Devops and SRE point to similar goals, which is break down organizational barriers to deliver software features faster.
Traditionally, developers are responsable for features and operations for stability. Developers want to move faster to release new features and operations want to move slow to keep all service stable. As a commong results, tension between teams appears during realease times. Devops and SRE practices aim to break downs this tensions.
In general, Devops approach include the following areas:
- Reduce organizational silos: --> Break down tension promotes collaboration between teams.
- Accept failure as normal
- Implement gradual change: --> Small and incremental changes are easy to review and maintain.
- Leverage tooling and automation
- Measure as much as you can
On the other side, SRE appraoch to same areas are as following:
- Reduce organizational silos: --> Operation responsability to release in production is shared with developers.
- Accept failure as normal: --> Blameless postmordem. Failure is expected and it is hold by an error budget.
- Implement gradual change: --> Small and incremental release, such as Canary releases.
- Leverage tooling and automation: --> Measure toil and automate to minimise manual intervention.
- Measure as much as you can: --> Measure toil, reliability and service.
Therefore, one initial conclusion is that:
SRE is a concrete class that implements Devops
It stands for Customer Reliability Engineering and it is focus on breaking down organizational barries between service prodivers and customers. In this context, failure is pre-accepted as a conditions to enhance future cases, error budget.This pre-condition helps to minimise panic when a down time happens at the service level. Another important criteria is to implement measurements that can offer to everyone, in both sides, visibility of on how the service performs.
In various cases, customers use provider’s services, through APIs. in different ways that are not expected by the service provider, and providers do not like to breaks the customer expectation. This sceneario is easly visible the number of customers scale up.
CRE helps to providers to openinly communicate with customers. Clear communication of how your service was designed to behave, indirectly means to expose provider’s SRE practices, such is their SLOs, to the customers. By teaching or helping the customers to build their own SRE environment, we are teaching them how to interact correctly with our system or platform.
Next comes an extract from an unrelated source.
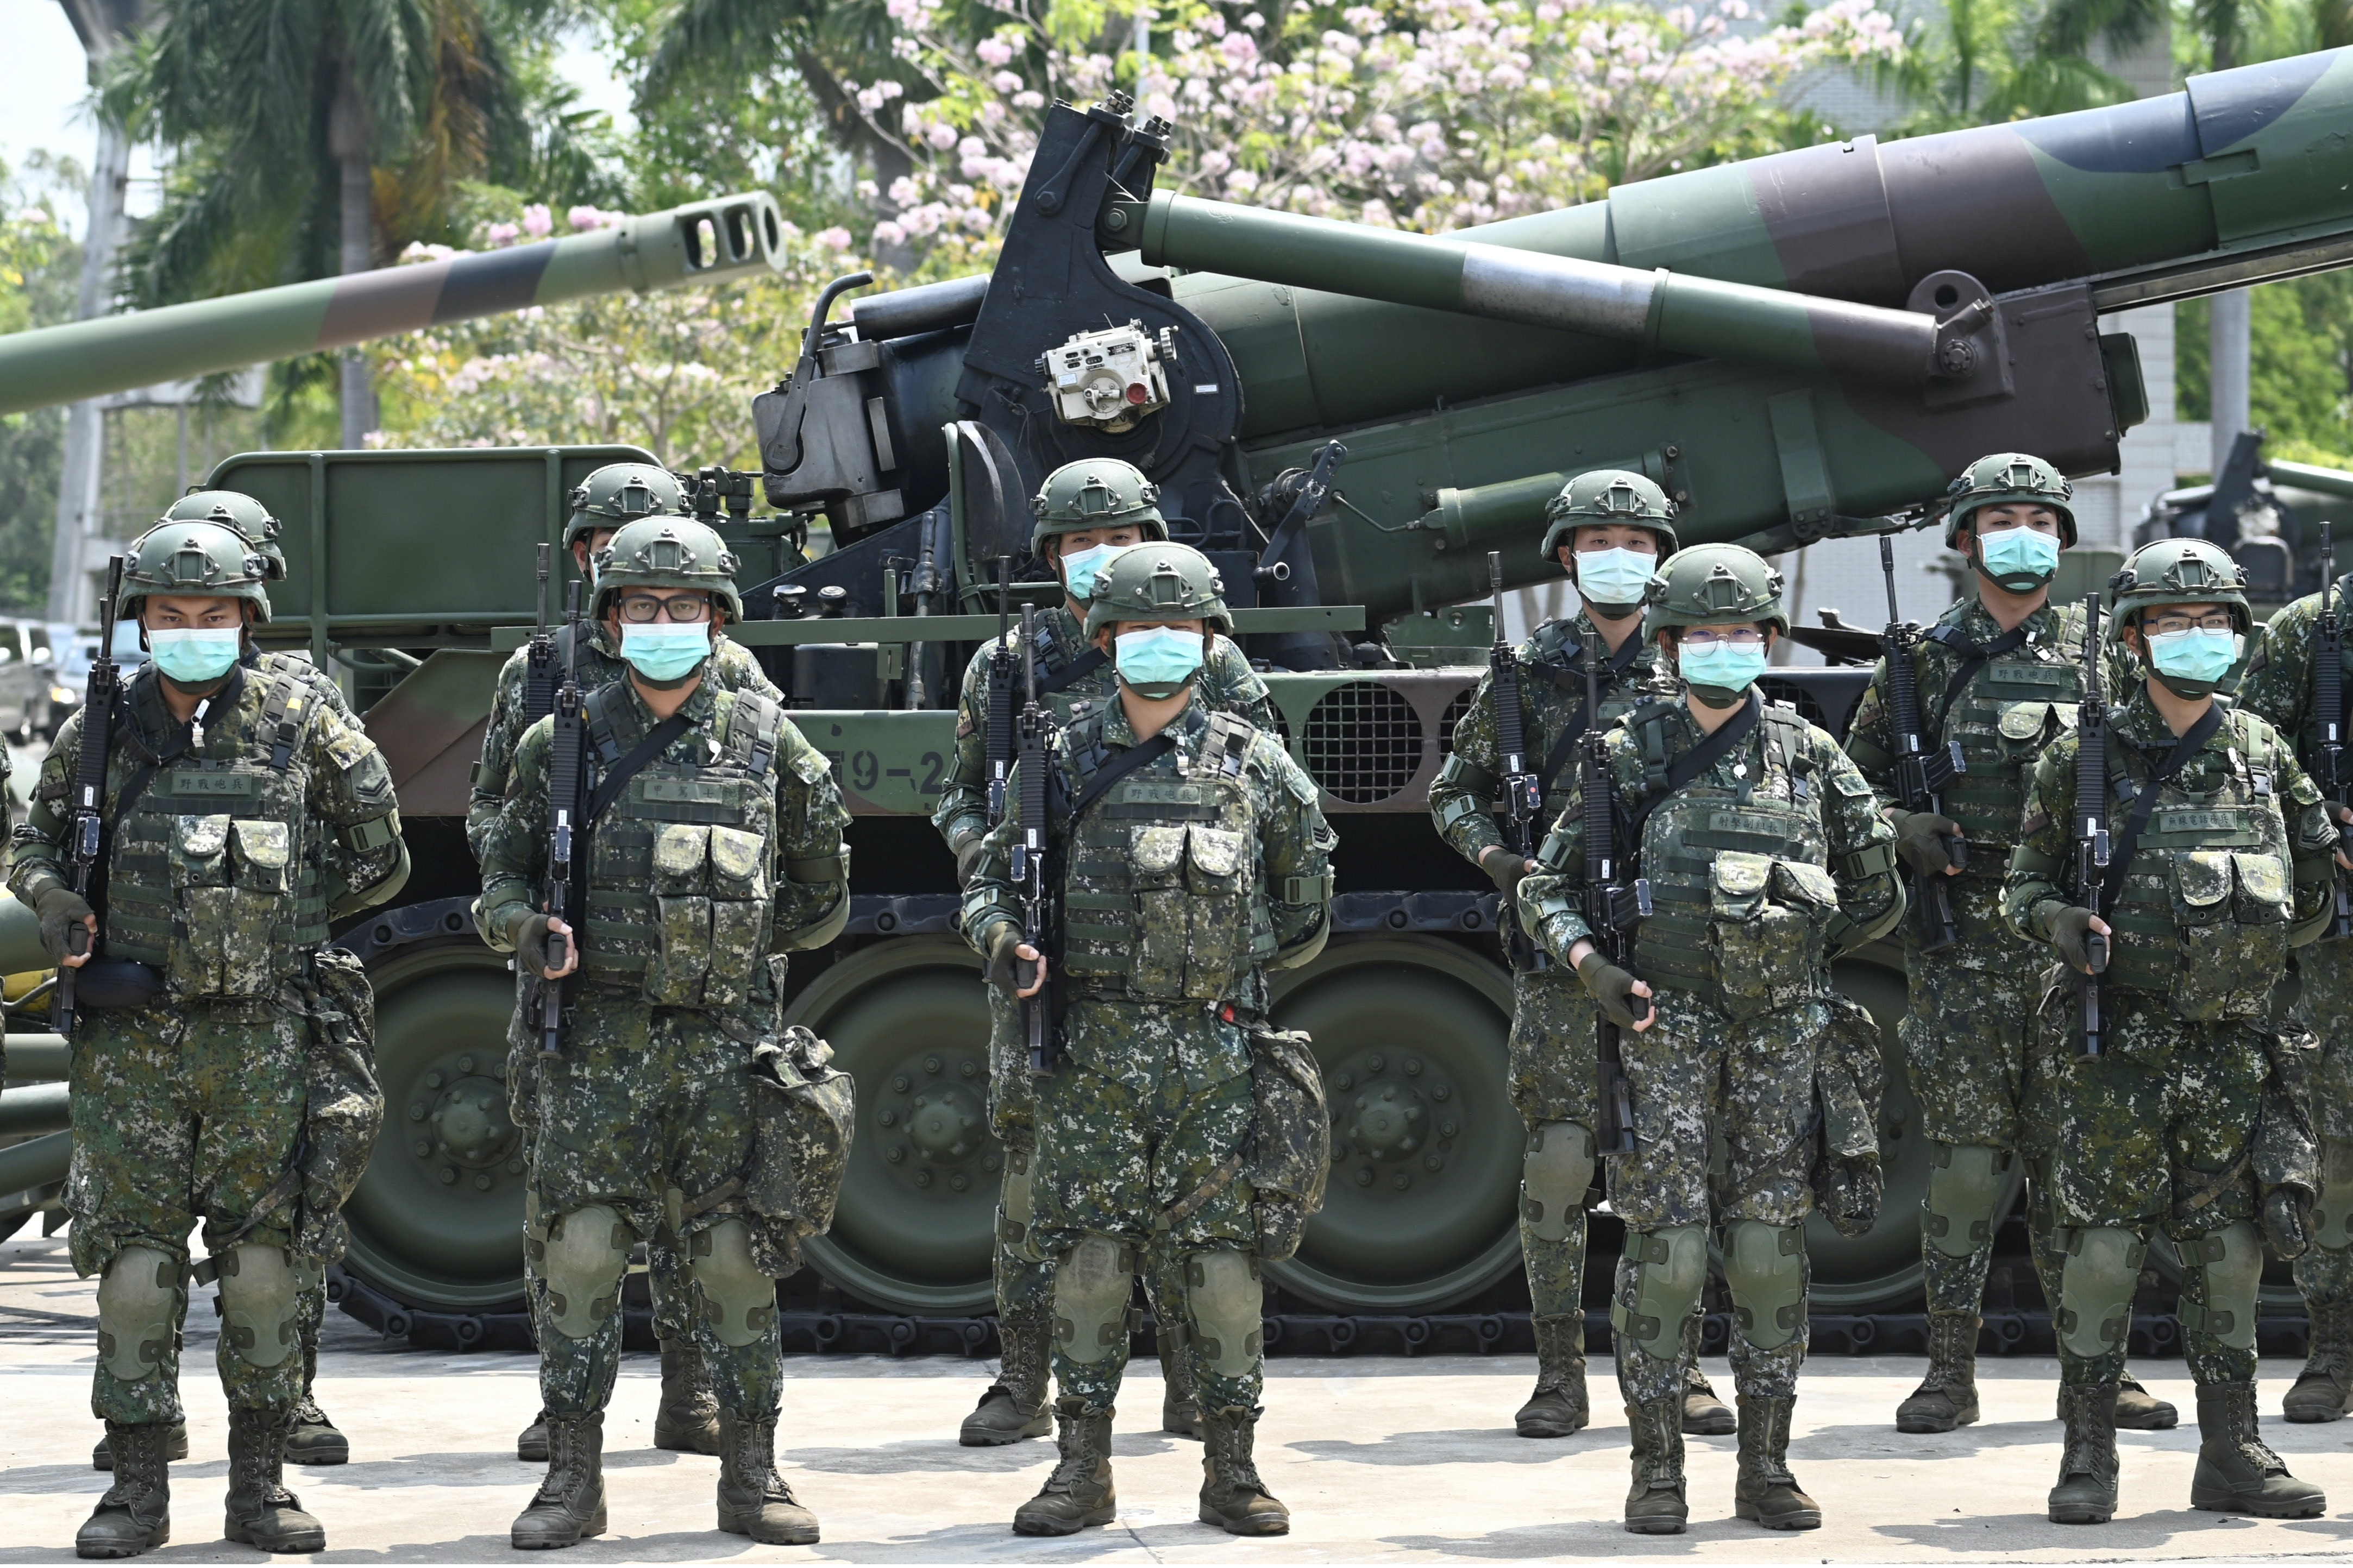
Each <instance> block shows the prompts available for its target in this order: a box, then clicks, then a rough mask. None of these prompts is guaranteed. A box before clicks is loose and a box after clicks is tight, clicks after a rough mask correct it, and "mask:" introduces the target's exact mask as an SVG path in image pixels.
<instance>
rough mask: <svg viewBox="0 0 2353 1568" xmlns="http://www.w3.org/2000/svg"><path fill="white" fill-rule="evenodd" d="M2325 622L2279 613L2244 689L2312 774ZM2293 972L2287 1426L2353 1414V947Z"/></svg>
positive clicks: (2319, 727) (2315, 610) (2351, 689)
Consequently, the real scope and limitations are presented clearly to the customer, which formilise what the customer can expect as a final result.
In conclusion, by sharing SRE practices with customers, not only new features can be released faster, it also enhance customer satisfactione.
Building new features quickly leads to a negative correlation between development velocity and system reliability. This means that development velocity implies the posibility to break another features that can also affect our customers. Therefore, measuring SLOs gives real indications of possibel effects on the expectation of customers when a new feature is released.You can plan proactively by estimating risks to your reliability from the roll-out of new features in terms of time to detection, time to resolution, and impact percentage. Also, if you have enough error budget you can reduce the effort to cover any potential risk.